ATDD Aiding Efforts to Understand Tornado Formation in the Southeastern U.S.

January 2019

Temple Lee and Michael Buban of ARL’s Atmospheric Turbulence and Diffusion Division (ATDD) are key participants in an ongoing field campaign called Meso 18-19, along with colleagues from NOAA’s National Severe Storms Laboratory, Earth System Research Laboratory Global Systems Division, National Weather Service (NWS), and multiple universities. Meso 18-19, named for the calendar years during which it takes place, involves the collection of meteorological observations from weather towers, upper air soundings taken via radiosondes (instruments that measure and transmit atmospheric parameters) tied to weather balloons, and observations of temperature and moisture from ATDD’s small unmanned aircraft systems (sUAS).

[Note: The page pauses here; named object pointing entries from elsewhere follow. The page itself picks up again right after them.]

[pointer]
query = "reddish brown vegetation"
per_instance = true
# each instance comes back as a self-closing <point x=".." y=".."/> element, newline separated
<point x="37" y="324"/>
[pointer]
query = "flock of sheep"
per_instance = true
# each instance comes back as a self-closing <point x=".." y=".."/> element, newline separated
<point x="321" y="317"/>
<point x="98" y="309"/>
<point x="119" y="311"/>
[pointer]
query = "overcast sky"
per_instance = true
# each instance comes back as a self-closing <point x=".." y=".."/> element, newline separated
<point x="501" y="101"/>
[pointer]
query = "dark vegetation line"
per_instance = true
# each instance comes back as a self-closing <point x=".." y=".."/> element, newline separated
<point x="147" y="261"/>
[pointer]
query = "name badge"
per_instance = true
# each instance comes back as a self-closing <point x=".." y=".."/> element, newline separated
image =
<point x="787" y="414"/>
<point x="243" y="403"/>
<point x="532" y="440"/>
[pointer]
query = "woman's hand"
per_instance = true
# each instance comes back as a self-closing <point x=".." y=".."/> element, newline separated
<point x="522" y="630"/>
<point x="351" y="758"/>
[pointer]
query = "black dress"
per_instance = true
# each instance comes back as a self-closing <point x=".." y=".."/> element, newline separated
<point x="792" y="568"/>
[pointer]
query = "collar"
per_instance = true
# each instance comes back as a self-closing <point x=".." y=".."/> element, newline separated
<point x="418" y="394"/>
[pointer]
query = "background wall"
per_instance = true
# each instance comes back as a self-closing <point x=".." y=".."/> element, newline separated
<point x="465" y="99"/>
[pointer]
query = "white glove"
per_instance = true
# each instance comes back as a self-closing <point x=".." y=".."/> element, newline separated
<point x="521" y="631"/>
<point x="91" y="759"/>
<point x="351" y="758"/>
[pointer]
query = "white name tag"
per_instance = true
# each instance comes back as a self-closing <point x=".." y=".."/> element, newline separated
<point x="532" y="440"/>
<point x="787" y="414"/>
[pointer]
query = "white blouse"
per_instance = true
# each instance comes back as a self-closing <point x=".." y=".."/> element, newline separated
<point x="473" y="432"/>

Meso 18-19 is a follow-on to the Verification of the Origins of Rotation in Tornadoes Experiment – Southeast, or VORTEX-SE, project conducted in Northern Alabama from 2016-2017. For VORTEX-SE, ATDD staff conducted over 100 weather balloon launches at pre-determined experiment sites and installed two 30-foot weather towers complete with instruments to measure temperature, wind, moisture, rainfall, energy exchange between the land and atmosphere, pressure, and radiation. One of the towers is being utilized again for Meso 18-19 as the team attempts to answer the same scientific questions, this time for a much larger region stretching from eastern Texas to northeast Tennessee.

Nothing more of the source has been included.